I go to a website and read an article. Man, that was really great. I’d like to comment and ask the author a question. I scroll down… 384 comments. Ugh. Screw this. Jason Santa Maria
This is first and for most me trying to familiarise myself with the D3.js – Data-Driven Documents library. Its learning by doing, and learning by playing around with some real-world data. I am trying to master more visualisation tools and gain practical experience within Graph Theory.
It is however also an (prematurely) early attempt at providing a quick overview of large online discussions (often 100+ comments long, and spread over multiple pages). A long time ago, I read Jason Santa Maria's Cultivating Conversation article, about how long discussions overwhelm users and create repetition. This of course depreciates the value of the conversation and discourages users from further adding to it. Needless to say the problem (and possible solutions) intrigued me. And at infrequent intervals my thoughts have return to the issue. Only now has it become something more than skittish and spooky ideas. What I present here is not a solution to the problem describe by Jason as such. It does not automatically create 10-20 milemakers for every 200 comments. Neatly summarising the entire conversation and lowering the barrier of entry. But it might provide hints as were to start.

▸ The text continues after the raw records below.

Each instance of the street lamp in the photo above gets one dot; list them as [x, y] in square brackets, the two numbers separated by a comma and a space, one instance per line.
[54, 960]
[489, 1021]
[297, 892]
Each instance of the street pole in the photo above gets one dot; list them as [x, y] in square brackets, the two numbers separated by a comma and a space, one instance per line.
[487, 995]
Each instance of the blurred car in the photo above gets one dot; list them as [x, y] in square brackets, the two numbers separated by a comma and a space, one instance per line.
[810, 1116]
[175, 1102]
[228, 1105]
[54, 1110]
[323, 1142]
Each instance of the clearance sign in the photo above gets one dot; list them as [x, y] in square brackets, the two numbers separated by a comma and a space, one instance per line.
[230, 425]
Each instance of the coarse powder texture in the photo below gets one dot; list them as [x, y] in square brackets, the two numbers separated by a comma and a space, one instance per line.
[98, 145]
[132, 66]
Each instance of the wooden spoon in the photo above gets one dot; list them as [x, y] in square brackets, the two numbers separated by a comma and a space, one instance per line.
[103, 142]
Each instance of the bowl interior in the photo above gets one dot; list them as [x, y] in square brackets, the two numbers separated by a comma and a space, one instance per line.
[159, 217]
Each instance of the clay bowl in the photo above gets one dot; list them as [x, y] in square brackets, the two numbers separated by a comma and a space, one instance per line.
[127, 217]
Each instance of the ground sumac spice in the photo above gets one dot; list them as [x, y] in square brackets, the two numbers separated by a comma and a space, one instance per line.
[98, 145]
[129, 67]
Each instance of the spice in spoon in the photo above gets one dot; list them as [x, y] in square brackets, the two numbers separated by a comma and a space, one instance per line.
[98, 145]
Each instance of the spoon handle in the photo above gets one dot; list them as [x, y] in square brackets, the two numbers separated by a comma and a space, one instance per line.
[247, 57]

When that author’s comments are highlighted, they form a natural series of milemarkers in the discussion; chances are if something important happened, the author came back to address it. ... What if we could take the idea of highlighting author comments a step further and set real milemarkers in comment threads? Jason Santa Maria
How would you go about automating these milemakers? Keep in mind that the less ambitious proposal is an editor manually creating them. But even for an editor a 100+ discussion is a feat to quickly summarise. Where to start? What to include? What not to include? etc. By structuring the conversation around the referrals made by users (e.g. mentioning or replying to other users) I believe the problem can be greatly reduced, to something more manageable. Irrespectively of whether you favour the editorial or automated approach. The threads of the conversation are exposed. And one could start by summarising the major threads of the discussion – they take up a lot of "space", but most often treat and discuss only a single theme. Eliminating these (or having summarise them), one could then continue to smaller and smaller threads.
As you can read this is all still very vague and speculative. Including other metrics, weighting connections and trying out various algorithms, as well as text analysis, would be a natural next step. However the presence of actual data, in a visualised an understandable format, will hopefully make it all more earth-bound.
This project is inspired by The New York Times Company Research & Development Lab's Cascade project.